Current spacecraft outside Earth orbit have little or no protection.

• they have no sensors that can detect small objects, and we can't detect small objects (say, less than 100 m in diameter) from Earth either
• they don't carry enough fuel to make course corrections quickly enough to avoid an object
• their structure is not built to withstand impacts from anything larger than a speck of dust at 10 km/s.

There are a few exceptions. Comet missions like Giotto and Stardust have a Whipple shield, because the environment around a comet is dense enough to guarantee hits.

For risky operations (flying through an area where debris is known to exist) spacecraft are sometimes commanded to fly in the 'antenna to ram' direction. This means the dish antenna faces forward, and the dish can act as a Whipple shield. Cassini used this on occasion, for example.

This was one of the contingency plans for New Horizons' encounter with Pluto (there was a suspicion Pluto might have rings).

See also this question on the preparations for New Horizons' flyby of Pluto.
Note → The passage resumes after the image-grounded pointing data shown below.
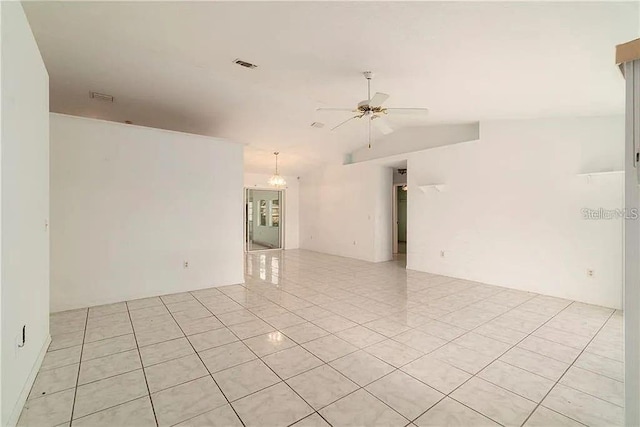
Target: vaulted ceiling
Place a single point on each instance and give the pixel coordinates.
(170, 65)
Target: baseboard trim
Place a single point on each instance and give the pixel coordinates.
(17, 410)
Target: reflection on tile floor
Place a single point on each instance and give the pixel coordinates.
(315, 340)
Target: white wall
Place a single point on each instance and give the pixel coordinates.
(25, 209)
(291, 204)
(632, 259)
(511, 215)
(130, 204)
(346, 211)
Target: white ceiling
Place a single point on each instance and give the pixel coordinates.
(169, 65)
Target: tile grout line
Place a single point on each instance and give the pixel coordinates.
(144, 373)
(391, 338)
(497, 358)
(75, 391)
(201, 361)
(317, 411)
(385, 316)
(266, 364)
(566, 370)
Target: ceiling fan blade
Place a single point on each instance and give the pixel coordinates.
(381, 125)
(351, 110)
(378, 99)
(420, 111)
(345, 122)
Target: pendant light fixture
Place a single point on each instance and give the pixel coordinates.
(276, 180)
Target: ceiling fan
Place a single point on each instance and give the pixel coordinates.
(372, 110)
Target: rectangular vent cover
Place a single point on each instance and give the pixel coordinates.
(245, 63)
(101, 96)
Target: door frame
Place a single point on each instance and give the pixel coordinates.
(394, 216)
(245, 227)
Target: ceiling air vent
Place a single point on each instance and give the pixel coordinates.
(101, 96)
(245, 64)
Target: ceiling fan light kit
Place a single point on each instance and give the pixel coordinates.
(276, 180)
(372, 109)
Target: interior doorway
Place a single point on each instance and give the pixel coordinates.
(400, 194)
(401, 203)
(263, 219)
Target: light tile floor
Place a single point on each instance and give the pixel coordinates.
(315, 340)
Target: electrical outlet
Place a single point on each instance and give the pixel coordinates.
(22, 337)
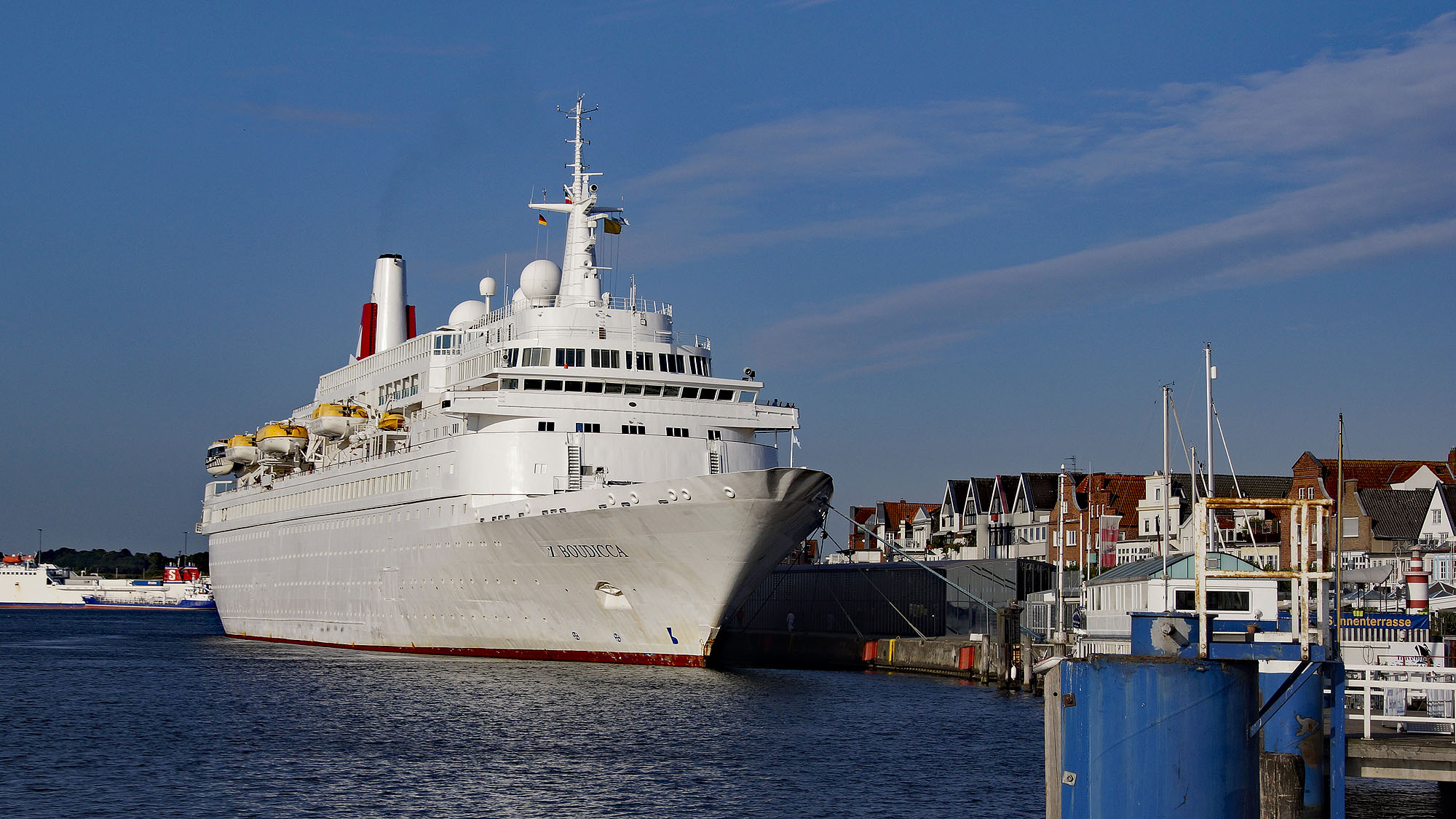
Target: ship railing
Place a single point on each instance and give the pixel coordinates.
(612, 304)
(1377, 695)
(583, 337)
(417, 346)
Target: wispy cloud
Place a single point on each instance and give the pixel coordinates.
(308, 116)
(413, 47)
(1353, 152)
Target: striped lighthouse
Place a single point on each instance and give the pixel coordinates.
(1417, 585)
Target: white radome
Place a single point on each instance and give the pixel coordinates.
(467, 314)
(541, 280)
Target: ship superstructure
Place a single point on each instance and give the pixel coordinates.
(31, 585)
(561, 475)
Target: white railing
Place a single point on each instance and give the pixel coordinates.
(417, 346)
(1387, 684)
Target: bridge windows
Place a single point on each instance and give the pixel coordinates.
(1215, 599)
(670, 362)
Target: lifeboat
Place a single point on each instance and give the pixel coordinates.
(218, 462)
(242, 451)
(283, 439)
(337, 420)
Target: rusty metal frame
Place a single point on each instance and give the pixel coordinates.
(1308, 515)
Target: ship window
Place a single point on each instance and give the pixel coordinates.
(1216, 601)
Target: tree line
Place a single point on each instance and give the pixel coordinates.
(119, 564)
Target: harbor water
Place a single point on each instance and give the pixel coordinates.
(161, 714)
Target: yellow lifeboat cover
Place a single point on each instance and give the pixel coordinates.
(282, 430)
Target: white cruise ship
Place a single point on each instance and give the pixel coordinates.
(557, 477)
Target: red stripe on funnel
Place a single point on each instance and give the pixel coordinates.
(368, 323)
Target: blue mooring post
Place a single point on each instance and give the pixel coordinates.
(1292, 695)
(1294, 717)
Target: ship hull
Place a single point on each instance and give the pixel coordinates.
(638, 573)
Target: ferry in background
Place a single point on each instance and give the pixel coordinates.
(30, 585)
(563, 477)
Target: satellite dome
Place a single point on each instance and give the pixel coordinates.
(468, 314)
(541, 279)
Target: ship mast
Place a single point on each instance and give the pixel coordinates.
(580, 279)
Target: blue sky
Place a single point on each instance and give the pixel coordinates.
(962, 238)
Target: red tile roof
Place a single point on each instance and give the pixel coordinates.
(896, 513)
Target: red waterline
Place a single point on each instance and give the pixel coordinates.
(624, 657)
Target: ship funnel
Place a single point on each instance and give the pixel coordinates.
(388, 321)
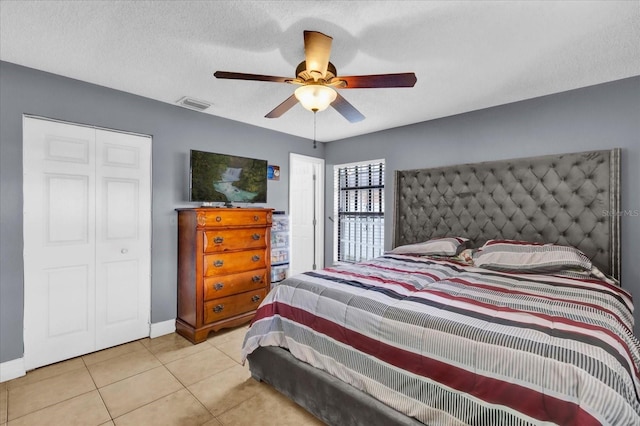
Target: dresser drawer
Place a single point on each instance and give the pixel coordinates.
(226, 307)
(233, 239)
(229, 263)
(225, 285)
(233, 217)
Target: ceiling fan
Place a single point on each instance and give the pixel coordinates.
(318, 78)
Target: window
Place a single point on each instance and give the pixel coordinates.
(359, 210)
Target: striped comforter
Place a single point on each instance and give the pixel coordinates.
(452, 344)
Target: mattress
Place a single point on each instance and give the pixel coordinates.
(445, 342)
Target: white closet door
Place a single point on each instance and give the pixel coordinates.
(78, 295)
(123, 235)
(59, 241)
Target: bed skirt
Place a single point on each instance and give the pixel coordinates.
(329, 399)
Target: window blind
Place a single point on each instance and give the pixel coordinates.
(359, 201)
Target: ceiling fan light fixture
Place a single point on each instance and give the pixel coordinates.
(315, 97)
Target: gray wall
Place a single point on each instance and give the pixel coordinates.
(175, 131)
(597, 117)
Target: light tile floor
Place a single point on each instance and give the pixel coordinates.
(162, 381)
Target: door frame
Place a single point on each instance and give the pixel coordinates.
(319, 188)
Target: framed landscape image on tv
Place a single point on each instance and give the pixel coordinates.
(227, 178)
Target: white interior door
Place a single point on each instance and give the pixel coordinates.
(123, 237)
(306, 212)
(74, 287)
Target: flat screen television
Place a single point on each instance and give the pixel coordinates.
(227, 178)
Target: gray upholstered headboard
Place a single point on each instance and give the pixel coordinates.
(568, 199)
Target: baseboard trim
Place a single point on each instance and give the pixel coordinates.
(12, 369)
(158, 329)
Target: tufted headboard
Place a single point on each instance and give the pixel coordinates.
(568, 199)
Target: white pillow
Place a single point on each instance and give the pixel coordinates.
(527, 257)
(448, 246)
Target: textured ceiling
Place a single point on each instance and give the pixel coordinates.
(466, 55)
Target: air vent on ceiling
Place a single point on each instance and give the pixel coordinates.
(194, 104)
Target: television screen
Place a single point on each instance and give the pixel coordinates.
(227, 178)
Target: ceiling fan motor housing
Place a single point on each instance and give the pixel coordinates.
(304, 74)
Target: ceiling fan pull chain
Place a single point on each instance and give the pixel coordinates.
(315, 113)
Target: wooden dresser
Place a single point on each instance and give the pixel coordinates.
(224, 267)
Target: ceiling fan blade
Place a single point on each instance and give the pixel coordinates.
(283, 107)
(347, 110)
(317, 49)
(407, 79)
(255, 77)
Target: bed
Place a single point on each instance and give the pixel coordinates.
(498, 305)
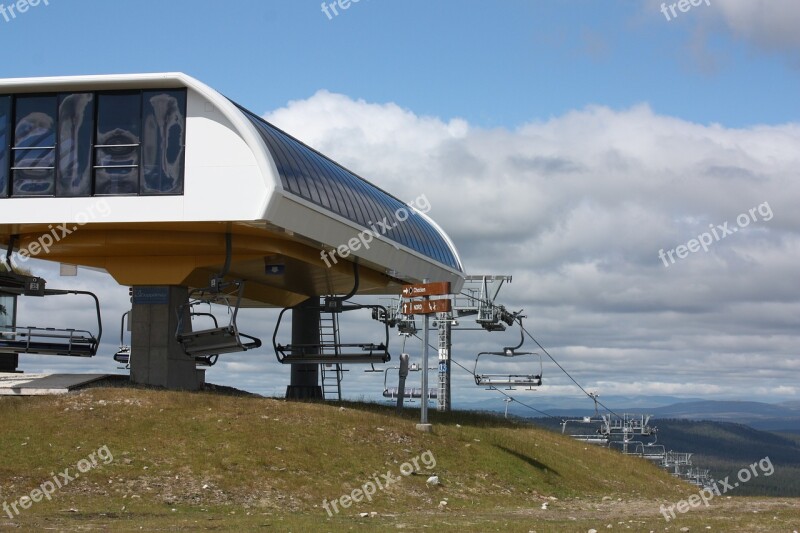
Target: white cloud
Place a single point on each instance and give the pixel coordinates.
(577, 208)
(771, 24)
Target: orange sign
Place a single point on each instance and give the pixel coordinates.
(425, 307)
(439, 288)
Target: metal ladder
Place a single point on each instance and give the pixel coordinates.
(443, 372)
(331, 373)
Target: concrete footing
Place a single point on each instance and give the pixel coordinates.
(156, 357)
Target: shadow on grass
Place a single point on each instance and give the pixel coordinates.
(530, 460)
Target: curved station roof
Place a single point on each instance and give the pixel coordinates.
(144, 176)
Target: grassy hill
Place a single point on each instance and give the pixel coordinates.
(211, 461)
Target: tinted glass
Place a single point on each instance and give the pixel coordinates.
(319, 180)
(75, 131)
(163, 139)
(5, 139)
(34, 146)
(117, 153)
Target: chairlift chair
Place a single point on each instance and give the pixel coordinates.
(331, 351)
(510, 381)
(47, 341)
(204, 345)
(409, 393)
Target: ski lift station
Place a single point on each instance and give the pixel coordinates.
(187, 198)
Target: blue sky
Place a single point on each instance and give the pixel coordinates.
(591, 135)
(499, 63)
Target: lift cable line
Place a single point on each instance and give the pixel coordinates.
(593, 397)
(502, 312)
(467, 370)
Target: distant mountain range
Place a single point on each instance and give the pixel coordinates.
(783, 416)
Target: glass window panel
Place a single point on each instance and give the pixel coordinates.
(316, 178)
(5, 140)
(163, 141)
(75, 131)
(117, 152)
(34, 146)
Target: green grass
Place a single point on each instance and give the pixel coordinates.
(188, 461)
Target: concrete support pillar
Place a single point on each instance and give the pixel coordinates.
(9, 362)
(156, 357)
(304, 381)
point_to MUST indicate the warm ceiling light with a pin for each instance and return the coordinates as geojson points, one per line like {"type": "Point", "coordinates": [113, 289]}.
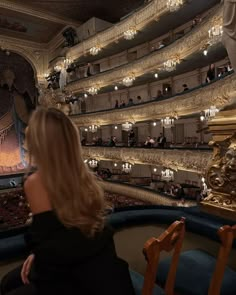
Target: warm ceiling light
{"type": "Point", "coordinates": [215, 34]}
{"type": "Point", "coordinates": [95, 50]}
{"type": "Point", "coordinates": [130, 33]}
{"type": "Point", "coordinates": [93, 90]}
{"type": "Point", "coordinates": [128, 81]}
{"type": "Point", "coordinates": [174, 5]}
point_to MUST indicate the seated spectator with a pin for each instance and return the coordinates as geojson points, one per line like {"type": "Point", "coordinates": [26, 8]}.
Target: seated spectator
{"type": "Point", "coordinates": [130, 102]}
{"type": "Point", "coordinates": [185, 86]}
{"type": "Point", "coordinates": [147, 142]}
{"type": "Point", "coordinates": [210, 74]}
{"type": "Point", "coordinates": [131, 138]}
{"type": "Point", "coordinates": [161, 140]}
{"type": "Point", "coordinates": [112, 141]}
{"type": "Point", "coordinates": [70, 237]}
{"type": "Point", "coordinates": [122, 105]}
{"type": "Point", "coordinates": [139, 99]}
{"type": "Point", "coordinates": [159, 94]}
{"type": "Point", "coordinates": [160, 45]}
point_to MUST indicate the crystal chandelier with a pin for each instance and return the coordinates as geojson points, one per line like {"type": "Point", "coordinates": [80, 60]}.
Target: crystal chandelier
{"type": "Point", "coordinates": [67, 62]}
{"type": "Point", "coordinates": [95, 50]}
{"type": "Point", "coordinates": [167, 175]}
{"type": "Point", "coordinates": [128, 81]}
{"type": "Point", "coordinates": [93, 163]}
{"type": "Point", "coordinates": [209, 113]}
{"type": "Point", "coordinates": [174, 5]}
{"type": "Point", "coordinates": [167, 122]}
{"type": "Point", "coordinates": [93, 90]}
{"type": "Point", "coordinates": [170, 65]}
{"type": "Point", "coordinates": [126, 167]}
{"type": "Point", "coordinates": [93, 128]}
{"type": "Point", "coordinates": [130, 33]}
{"type": "Point", "coordinates": [215, 34]}
{"type": "Point", "coordinates": [127, 126]}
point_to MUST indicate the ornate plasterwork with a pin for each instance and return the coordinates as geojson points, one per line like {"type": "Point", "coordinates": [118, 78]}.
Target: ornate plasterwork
{"type": "Point", "coordinates": [221, 171]}
{"type": "Point", "coordinates": [21, 8]}
{"type": "Point", "coordinates": [139, 194]}
{"type": "Point", "coordinates": [139, 20]}
{"type": "Point", "coordinates": [34, 53]}
{"type": "Point", "coordinates": [218, 94]}
{"type": "Point", "coordinates": [193, 161]}
{"type": "Point", "coordinates": [181, 49]}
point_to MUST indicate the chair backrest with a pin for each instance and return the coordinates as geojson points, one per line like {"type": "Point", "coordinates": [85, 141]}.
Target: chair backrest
{"type": "Point", "coordinates": [171, 239]}
{"type": "Point", "coordinates": [227, 235]}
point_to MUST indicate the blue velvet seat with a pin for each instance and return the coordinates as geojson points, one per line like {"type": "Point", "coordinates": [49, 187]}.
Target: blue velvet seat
{"type": "Point", "coordinates": [194, 273]}
{"type": "Point", "coordinates": [138, 280]}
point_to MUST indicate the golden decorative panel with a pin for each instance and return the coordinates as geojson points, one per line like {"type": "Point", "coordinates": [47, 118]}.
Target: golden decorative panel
{"type": "Point", "coordinates": [188, 160]}
{"type": "Point", "coordinates": [221, 172]}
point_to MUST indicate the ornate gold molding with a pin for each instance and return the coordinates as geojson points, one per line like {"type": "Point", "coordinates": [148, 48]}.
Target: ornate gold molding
{"type": "Point", "coordinates": [22, 8]}
{"type": "Point", "coordinates": [182, 48]}
{"type": "Point", "coordinates": [218, 94]}
{"type": "Point", "coordinates": [34, 53]}
{"type": "Point", "coordinates": [193, 161]}
{"type": "Point", "coordinates": [139, 194]}
{"type": "Point", "coordinates": [151, 12]}
{"type": "Point", "coordinates": [221, 172]}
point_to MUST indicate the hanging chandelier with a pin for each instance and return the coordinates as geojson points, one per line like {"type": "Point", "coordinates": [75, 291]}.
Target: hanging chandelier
{"type": "Point", "coordinates": [127, 126]}
{"type": "Point", "coordinates": [130, 33]}
{"type": "Point", "coordinates": [215, 34]}
{"type": "Point", "coordinates": [174, 5]}
{"type": "Point", "coordinates": [67, 62]}
{"type": "Point", "coordinates": [93, 128]}
{"type": "Point", "coordinates": [93, 90]}
{"type": "Point", "coordinates": [126, 167]}
{"type": "Point", "coordinates": [167, 175]}
{"type": "Point", "coordinates": [209, 113]}
{"type": "Point", "coordinates": [168, 122]}
{"type": "Point", "coordinates": [170, 65]}
{"type": "Point", "coordinates": [95, 50]}
{"type": "Point", "coordinates": [93, 163]}
{"type": "Point", "coordinates": [128, 81]}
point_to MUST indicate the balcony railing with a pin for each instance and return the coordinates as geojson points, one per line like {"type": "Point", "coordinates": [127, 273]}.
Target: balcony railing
{"type": "Point", "coordinates": [218, 94]}
{"type": "Point", "coordinates": [181, 49]}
There were concerns that there might be a lot of debris in Pluto's orbit.

How risky it it to travel through space and does higher speeds equal more risk?

Generally, space is empty. Very empty. Empty enough that we can travel to Pluto without hitting anything. There are a few exceptions:

• man-made debris in Earth orbit
• planets with moons can have lots of debris (meteoroid impact on the moon, debris of the impact reaches escape velocity and orbits for a while). The ultimate case of this is a ring system.

And higher speeds equal more risk. The amount of kinetic energy Ek in a collision depends on the square of the speed:

$$E_\text{k} =\tfrac{1}{2} mv^2$$

This means that at the usual speeds reached by interplanetary probes (10-100 km/s) a grain of sand will go right through a plate of aluminium. You can protect against small debris (up to a few mm in diameter) using a Whipple shield, but you can forget about protecting against larger debris.

A wedge shape provides more protection. This principle is used in armored vehicles. The problem is that the energies involved are so high, you'd need a very shallow angle, which creates a very long, heavy cone. Interplanetary probes don't have the weight budget to accommodate that.

From what I understand and correct me if I am wrong. Radar today cannot detect small particles/meteors in space out far enough to make adjustments at speeds needed for interstellar travel currently.

To conclude the least time spent in space after a certain speed decreases the risk of collision. The faster the ship travels the narrower the collision window. Avoidance would still currently be the best option. Although we cannot scan the flight path ahead to make coarse adjustments, probes could travel ahead of ship and laser relay back to the mother ship coarse corrections do to debris that may trigger the net between them.